I was recently at a conference and got to try on Adam Savage’s replica A7-L spacesuit. An A7-L is what they wore on the Apollo missions. This was very, very cool. A couple of actual astronauts were there and said that the fidelity of the suit was high.
To begin with, Adam had me sit down to slide my legs into the suit. It’s a back opening, with a zipper and an additional closure after that. Let me tell you, I have never been so happy that I had a camisole on under my sweater.
From there, he had me reach down and pull the legs up as close to my crotch as I could. I remember saying, “It’s like pulling on pantyhose.” In truth, the legs are snug — which they don’t look like they’ll be — because of the layers of insulation. This generation of suit has 21 layers.
From there, he had me slide my arms into the suit, stick my rump out, and duck through the neck ring.
I expected this to be harder than it was. I suspect that if the suit had been built for me, that would be true, but I’m a little shorter overall than Adam and definitely shorter through the torso.
Adam zipped it up and fastened the back while I grinned like I’d been given a new kitten.
The weight of the suit settled on my shoulders as soon as my head was through the ring. It weighs around 62 lbs but since it was distributed over my entire body, didn’t feel like it was much more than a heavily beaded gown. Okay. A heavily beaded gown with a significant train, but still.
I’ve definitely worked puppets that weighed more, but having read about the weight, I was still surprised. Once I was in it for a bit, I stopped noticing. Granted, there was no Portable Life Support System attached, so with the PLSS it would have been unmanagable.
The gloves were next. They have the interior bladder and the finger tips are made of the same material as the original Apollo suits. Even without being pressurized, they are stiff and clumsy. You’ve got virtually no sense of touch and what’s there is mostly about resistance than anything nuanced.
The shoes were not regulation to be clear.
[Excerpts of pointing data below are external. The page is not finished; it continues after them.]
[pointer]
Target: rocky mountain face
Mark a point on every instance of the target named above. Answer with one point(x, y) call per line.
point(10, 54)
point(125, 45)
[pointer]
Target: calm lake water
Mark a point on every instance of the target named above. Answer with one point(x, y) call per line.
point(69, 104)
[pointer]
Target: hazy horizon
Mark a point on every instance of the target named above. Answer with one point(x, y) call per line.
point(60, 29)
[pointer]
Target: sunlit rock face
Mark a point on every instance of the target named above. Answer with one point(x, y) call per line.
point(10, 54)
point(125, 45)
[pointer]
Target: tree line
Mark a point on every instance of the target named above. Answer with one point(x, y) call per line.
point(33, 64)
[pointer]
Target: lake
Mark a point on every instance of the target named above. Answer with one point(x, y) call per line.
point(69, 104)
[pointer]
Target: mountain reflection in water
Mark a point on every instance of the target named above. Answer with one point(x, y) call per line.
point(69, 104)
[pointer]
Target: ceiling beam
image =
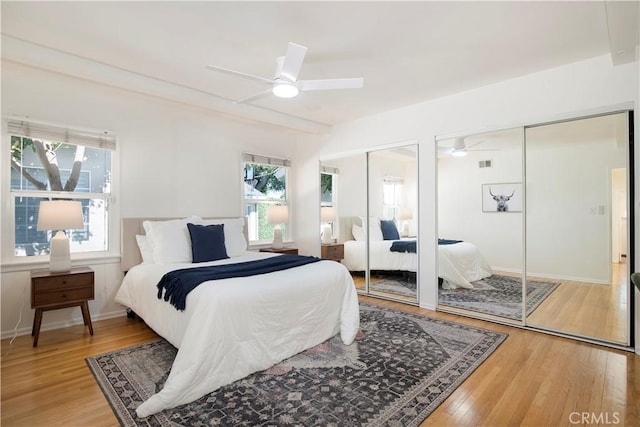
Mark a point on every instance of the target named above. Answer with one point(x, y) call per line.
point(623, 25)
point(46, 58)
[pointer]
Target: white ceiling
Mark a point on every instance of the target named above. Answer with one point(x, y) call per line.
point(407, 52)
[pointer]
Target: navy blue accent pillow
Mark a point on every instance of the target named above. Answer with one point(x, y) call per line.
point(389, 230)
point(207, 242)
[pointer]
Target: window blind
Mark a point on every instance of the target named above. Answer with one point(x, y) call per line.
point(265, 160)
point(31, 129)
point(329, 169)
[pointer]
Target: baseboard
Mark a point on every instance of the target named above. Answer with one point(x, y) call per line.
point(552, 276)
point(64, 324)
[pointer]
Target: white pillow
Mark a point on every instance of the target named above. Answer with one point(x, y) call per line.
point(170, 239)
point(234, 240)
point(375, 232)
point(358, 233)
point(145, 248)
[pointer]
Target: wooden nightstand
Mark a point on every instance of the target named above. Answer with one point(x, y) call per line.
point(290, 251)
point(333, 251)
point(51, 291)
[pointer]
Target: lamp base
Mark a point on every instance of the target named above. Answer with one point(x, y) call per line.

But super cool.
The “snoopy cap” was also very high fidelity. The mic just touched my cheek, which might not have happened if I hadn’t been grinning like a kid in a candy shop.
Then came the helmet! My actual thought process was EEEEEEEEEEEEEEEEEEEEEEEE!!!
Somewhat more helpfully, there’s an immediate aural change. Again, it felt familiar from some of the puppetry or mask work, in that the sound of my own breath was reflected back at me and everyone sounded distant and a little muffled. Where it differed is that with a puppet, I would have discreet ventilation holes hidden below the helmet, and would have had some external noise coming in via that route.
It’s not as muffled as a flight helmet for a T-38, but that’s designed to dampen sound.
I would love to experience this with the comms in the snoopy cap actually hooked up.
I immediately began heating up, because I wasn’t wearing a Liquid Cooling and Ventilation Garment. The LCVG is the long underwear with meters of tubing stitched to it that astronauts wear to control their body temperature on a spacewalk. Even just standing there, it was obvious that exertion would quickly become a problem.
I bent down, to see what the range of motion was like. Okay. A little restricted, mostly from lack of stretch, but not much. Think of it like wearing a snowsuit. If it were under pressure? Ugh. It would have taken a significant effort to move.
I wound up asking them to take the helmet off, because I couldn’t hear well when they were continuing to talk about the suit. If not for that, I would have happily stayed in it and played longer.
Thanks to Adam for letting me try on his beautiful, beautiful spacesuit and to Jacob Matthews for the photos.